In Conclusion [part only]
Northamptonshire is rich in churches, country houses and pretty villages, but it cannot be said that the county is rich in impressive public houses. Certainly pubs abound but generally they are not the type which would feature in a county guide book, or which have a fascinating historical aspect similar to those to be found for example in Nottinghamshire.
Northamptonshire's pubs, however, have been the 'man in the street's' prime source of relaxation since the days of the Industrial Revolution, and indeed before.
It is not the object here to look at the history of the pubs mentioned in the previous chapters. Few date back for more than one hundred years, the Green Dragon, at Higham Ferrers being a notable exception. All of them however, new or old, have this common denominator of serving a need or of being a centre for a group activity. Man does not visit a pub just to drink; beer and spirits can be consumed in his own home. Man is by nature a 'herd' animal and it is this instinct which compels the average man to gather with his fellows and take part in some mutual interest. Obviously limited by the size of available rooms, these interests are usually of a minority appeal, Pigeon fancying, Skittles playing, darts matches and the like. Evidence of the Lodges of the Antediluvian Order of Buffaloes is present in many of Northamptonshire’s public houses. Rotarians, Traders, Wine makers, photographers, all make use of their particular favourite public house.

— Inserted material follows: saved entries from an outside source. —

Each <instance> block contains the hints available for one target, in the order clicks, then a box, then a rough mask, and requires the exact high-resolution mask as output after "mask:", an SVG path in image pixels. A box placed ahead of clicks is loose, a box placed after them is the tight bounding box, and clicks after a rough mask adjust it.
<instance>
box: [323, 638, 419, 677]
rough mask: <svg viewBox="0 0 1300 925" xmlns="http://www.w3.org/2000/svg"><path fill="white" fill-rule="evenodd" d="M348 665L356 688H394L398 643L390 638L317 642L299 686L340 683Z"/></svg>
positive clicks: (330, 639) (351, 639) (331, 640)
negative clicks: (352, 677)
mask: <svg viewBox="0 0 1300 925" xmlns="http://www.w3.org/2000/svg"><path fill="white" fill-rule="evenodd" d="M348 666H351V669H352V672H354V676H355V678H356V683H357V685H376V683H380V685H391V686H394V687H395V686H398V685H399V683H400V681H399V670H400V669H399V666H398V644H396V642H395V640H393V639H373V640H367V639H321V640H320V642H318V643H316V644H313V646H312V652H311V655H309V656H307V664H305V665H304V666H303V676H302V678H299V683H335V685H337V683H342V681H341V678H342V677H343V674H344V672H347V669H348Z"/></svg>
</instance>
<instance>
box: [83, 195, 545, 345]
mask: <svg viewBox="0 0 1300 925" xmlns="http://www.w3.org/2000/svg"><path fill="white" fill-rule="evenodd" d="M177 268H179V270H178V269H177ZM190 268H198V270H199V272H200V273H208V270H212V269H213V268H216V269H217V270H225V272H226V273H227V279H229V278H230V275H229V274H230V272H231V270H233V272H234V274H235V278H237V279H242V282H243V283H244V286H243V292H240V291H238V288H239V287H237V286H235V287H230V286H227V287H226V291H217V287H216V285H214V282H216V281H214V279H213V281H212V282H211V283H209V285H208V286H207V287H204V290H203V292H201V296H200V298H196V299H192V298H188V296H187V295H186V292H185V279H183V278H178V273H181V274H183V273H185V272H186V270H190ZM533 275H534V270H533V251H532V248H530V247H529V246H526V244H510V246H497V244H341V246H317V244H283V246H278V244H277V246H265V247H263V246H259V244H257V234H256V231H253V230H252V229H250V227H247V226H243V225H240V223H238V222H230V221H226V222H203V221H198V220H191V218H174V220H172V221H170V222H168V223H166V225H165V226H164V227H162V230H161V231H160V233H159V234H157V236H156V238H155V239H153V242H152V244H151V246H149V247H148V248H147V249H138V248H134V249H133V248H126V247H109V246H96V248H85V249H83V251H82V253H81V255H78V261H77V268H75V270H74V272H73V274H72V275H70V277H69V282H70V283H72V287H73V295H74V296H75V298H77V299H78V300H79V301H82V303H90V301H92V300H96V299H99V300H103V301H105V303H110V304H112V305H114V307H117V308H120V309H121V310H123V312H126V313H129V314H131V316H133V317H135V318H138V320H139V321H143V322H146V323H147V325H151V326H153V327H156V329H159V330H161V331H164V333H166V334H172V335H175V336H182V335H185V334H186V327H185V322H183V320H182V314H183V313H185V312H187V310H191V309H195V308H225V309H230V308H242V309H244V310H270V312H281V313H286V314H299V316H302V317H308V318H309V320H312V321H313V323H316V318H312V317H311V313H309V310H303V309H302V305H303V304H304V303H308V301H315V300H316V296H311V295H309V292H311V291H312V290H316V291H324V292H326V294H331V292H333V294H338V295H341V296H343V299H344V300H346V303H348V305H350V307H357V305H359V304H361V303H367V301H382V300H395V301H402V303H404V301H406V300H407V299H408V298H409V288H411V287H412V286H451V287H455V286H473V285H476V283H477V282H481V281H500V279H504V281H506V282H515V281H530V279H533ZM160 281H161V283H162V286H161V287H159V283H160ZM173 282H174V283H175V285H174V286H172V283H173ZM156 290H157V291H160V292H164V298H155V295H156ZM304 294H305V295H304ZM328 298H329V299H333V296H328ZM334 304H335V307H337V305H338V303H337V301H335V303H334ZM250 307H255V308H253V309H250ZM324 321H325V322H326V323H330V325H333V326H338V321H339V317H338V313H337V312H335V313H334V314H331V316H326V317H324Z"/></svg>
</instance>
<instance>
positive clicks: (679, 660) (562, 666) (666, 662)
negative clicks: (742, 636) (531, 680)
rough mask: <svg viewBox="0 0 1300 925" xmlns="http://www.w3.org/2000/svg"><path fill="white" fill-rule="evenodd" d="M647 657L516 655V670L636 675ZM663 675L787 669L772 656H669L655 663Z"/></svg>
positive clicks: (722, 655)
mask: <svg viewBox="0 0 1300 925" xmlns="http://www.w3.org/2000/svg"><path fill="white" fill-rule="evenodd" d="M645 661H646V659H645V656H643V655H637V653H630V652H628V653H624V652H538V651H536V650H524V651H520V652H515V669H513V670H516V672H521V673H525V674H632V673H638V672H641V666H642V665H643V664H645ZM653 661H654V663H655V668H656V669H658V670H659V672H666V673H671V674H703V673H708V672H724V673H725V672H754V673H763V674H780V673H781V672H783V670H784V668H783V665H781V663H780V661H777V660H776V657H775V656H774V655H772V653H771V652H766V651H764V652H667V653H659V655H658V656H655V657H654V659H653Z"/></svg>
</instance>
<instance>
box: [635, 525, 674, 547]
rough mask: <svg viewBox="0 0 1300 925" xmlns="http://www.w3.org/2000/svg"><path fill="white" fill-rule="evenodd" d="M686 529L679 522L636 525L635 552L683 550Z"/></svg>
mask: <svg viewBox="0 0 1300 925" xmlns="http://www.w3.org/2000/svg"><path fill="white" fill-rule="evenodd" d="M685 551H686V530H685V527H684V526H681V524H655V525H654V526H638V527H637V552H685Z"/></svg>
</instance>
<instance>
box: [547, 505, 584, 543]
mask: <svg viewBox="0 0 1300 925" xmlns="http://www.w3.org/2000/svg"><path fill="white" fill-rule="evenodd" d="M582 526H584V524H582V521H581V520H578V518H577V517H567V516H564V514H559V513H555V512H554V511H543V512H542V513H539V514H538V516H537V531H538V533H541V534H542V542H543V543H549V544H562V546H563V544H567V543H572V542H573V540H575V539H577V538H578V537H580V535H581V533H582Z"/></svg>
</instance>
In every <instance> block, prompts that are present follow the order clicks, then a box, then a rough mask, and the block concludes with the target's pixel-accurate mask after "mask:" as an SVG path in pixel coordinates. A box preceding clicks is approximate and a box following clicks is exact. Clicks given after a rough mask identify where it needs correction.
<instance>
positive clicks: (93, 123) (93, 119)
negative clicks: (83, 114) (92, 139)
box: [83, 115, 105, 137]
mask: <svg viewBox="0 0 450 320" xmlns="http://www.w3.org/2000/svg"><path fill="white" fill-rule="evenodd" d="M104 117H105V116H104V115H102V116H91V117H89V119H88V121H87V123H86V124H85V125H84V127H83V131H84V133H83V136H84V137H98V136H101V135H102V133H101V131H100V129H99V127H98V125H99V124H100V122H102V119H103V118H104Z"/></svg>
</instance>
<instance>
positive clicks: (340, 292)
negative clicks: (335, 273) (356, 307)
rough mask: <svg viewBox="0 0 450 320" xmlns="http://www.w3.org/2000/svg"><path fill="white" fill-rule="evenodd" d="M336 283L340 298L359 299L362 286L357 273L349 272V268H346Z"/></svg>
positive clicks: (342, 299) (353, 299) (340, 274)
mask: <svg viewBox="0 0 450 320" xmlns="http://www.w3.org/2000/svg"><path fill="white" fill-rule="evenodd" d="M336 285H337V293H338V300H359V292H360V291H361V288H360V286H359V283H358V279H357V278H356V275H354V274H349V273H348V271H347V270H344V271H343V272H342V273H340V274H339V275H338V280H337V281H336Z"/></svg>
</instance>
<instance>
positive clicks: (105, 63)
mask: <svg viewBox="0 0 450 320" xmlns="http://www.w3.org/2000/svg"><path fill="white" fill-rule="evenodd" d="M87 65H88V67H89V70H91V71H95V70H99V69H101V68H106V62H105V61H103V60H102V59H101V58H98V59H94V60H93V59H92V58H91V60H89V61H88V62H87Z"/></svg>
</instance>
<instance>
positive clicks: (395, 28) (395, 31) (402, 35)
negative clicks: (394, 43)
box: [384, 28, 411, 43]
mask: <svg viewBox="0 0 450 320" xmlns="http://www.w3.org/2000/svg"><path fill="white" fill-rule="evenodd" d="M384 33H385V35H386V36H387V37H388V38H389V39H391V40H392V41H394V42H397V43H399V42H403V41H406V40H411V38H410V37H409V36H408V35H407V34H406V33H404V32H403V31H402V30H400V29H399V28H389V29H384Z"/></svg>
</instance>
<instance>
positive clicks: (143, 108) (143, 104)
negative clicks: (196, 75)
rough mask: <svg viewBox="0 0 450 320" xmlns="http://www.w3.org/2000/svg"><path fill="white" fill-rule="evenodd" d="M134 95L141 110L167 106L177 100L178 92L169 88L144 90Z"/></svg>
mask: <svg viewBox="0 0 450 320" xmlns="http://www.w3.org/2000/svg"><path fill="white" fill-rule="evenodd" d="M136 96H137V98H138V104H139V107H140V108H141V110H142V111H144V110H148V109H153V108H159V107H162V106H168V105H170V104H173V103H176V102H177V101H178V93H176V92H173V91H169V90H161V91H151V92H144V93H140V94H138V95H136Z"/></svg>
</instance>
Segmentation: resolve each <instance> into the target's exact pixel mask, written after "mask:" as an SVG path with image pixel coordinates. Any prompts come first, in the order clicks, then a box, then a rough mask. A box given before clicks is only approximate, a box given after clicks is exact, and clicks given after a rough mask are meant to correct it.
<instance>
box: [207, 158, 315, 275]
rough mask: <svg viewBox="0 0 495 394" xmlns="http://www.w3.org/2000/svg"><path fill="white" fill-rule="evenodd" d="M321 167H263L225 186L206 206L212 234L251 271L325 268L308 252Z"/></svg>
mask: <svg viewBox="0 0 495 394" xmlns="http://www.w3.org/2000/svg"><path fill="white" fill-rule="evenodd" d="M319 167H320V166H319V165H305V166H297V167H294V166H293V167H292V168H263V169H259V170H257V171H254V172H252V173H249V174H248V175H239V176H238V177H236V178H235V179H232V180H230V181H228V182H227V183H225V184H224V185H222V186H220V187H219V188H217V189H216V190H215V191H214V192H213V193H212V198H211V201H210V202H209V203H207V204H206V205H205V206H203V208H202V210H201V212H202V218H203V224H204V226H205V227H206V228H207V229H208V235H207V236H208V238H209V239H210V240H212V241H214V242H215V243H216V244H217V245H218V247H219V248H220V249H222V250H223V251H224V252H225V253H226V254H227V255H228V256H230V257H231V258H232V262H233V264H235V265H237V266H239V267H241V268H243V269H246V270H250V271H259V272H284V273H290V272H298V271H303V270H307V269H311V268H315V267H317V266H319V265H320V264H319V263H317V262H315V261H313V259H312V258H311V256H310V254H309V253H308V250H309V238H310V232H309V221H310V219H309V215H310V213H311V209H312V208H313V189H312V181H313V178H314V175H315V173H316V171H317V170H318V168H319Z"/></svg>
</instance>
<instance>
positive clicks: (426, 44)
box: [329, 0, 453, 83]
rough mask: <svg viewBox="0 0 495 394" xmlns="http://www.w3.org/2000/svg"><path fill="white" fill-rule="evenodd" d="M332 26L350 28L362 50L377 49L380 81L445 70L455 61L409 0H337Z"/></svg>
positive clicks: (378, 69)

It is small wonder that the jazz musicians of Northamptonshire decided to take their music into the pubs rather than the village hall or the theatre stage. Here were 'club' rooms tailored to the correct dimensions, with, in some cases, the nucleus of a ready-made audience waiting to see what prospects of entertainment this comparatively new idea would provide, is mentioned in the opening chapter, jazz, anywhere else in the world other than Britain is an expensive commodity, and now the opportunity presented itself to listen and presumably enjoy jazz for the price of a pint.